ビル群に咲く
 テレビをつけると、1時間ほど前に私が破壊した数多くのビルが映っていた。
 本当に壊してしまったのだ。
 ああ愉快だ! 最高だ! こんなに可笑しい事はここ数年来の出来事だ! 快挙だ!
 私は笑った。あはははは。爆笑した。あはははは。ひひひひひ! 面白い面白い面白い。腹がよじれ、呼吸困難に陥った。
 苦しいほど笑ったのは久々だ。心から大爆笑した。
 後悔の念は、不思議にもまるで沸いてこなかった。むしろ空可笑しくもあった。
 「無差別テロか」「過激派による犯行?」「国家的な犯罪」なるさまざまなテロップが画面を彩っていたが、その一つ一つが違うの。それ全部やったの私! フセインで! あ、このフセインはソフトの方。やわらかい方。

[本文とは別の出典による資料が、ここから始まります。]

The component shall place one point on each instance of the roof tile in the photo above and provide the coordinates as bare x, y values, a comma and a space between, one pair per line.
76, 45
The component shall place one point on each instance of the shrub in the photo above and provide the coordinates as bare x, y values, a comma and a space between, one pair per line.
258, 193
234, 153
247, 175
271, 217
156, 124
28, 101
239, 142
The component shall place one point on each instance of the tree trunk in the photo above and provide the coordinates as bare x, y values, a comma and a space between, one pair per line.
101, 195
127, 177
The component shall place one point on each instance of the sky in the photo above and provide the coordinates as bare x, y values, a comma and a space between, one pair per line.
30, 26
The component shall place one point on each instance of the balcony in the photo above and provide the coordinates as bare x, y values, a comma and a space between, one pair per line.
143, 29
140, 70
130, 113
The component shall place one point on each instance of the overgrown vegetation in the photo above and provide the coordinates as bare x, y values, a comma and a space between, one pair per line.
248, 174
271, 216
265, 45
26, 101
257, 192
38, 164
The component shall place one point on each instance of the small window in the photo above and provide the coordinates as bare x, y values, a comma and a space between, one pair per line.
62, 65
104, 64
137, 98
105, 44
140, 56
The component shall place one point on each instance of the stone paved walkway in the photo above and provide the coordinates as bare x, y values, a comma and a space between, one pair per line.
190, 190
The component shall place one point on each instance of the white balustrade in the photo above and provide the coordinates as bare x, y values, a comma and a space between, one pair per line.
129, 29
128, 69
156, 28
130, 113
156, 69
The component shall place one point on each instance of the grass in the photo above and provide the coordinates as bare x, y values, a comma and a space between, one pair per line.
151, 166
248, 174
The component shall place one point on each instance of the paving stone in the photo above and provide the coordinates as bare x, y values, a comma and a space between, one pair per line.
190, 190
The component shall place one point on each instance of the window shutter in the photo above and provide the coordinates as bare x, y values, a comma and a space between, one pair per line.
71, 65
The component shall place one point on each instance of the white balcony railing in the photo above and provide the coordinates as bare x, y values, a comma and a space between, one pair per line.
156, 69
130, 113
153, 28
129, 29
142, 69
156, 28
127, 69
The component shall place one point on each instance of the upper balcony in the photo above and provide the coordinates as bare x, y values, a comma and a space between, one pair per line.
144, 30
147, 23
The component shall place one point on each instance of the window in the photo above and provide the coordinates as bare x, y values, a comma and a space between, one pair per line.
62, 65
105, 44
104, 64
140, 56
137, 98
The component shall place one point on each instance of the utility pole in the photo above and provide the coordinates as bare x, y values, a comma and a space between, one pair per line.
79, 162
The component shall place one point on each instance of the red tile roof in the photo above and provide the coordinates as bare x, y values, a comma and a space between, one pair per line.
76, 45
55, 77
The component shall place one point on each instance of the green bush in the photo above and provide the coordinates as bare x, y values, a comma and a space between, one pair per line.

 この事を誰かに伝えようかと思ったが、よした方がいいだろう。気が変な方向性に進んでしまった人と思われるのはごめんだし、信じられたら信じられたで気が変な方向性に進んでしまった人が一人増えるだけである。
 逮捕とかされるのかな、なんて2秒くらい考えたが、そもそもこんなソフト自体存在する事は誰も予想だにし得ないであろう事を思い出して私は笑った。あはははは。
 笑いが、止まらない。空しい笑いが。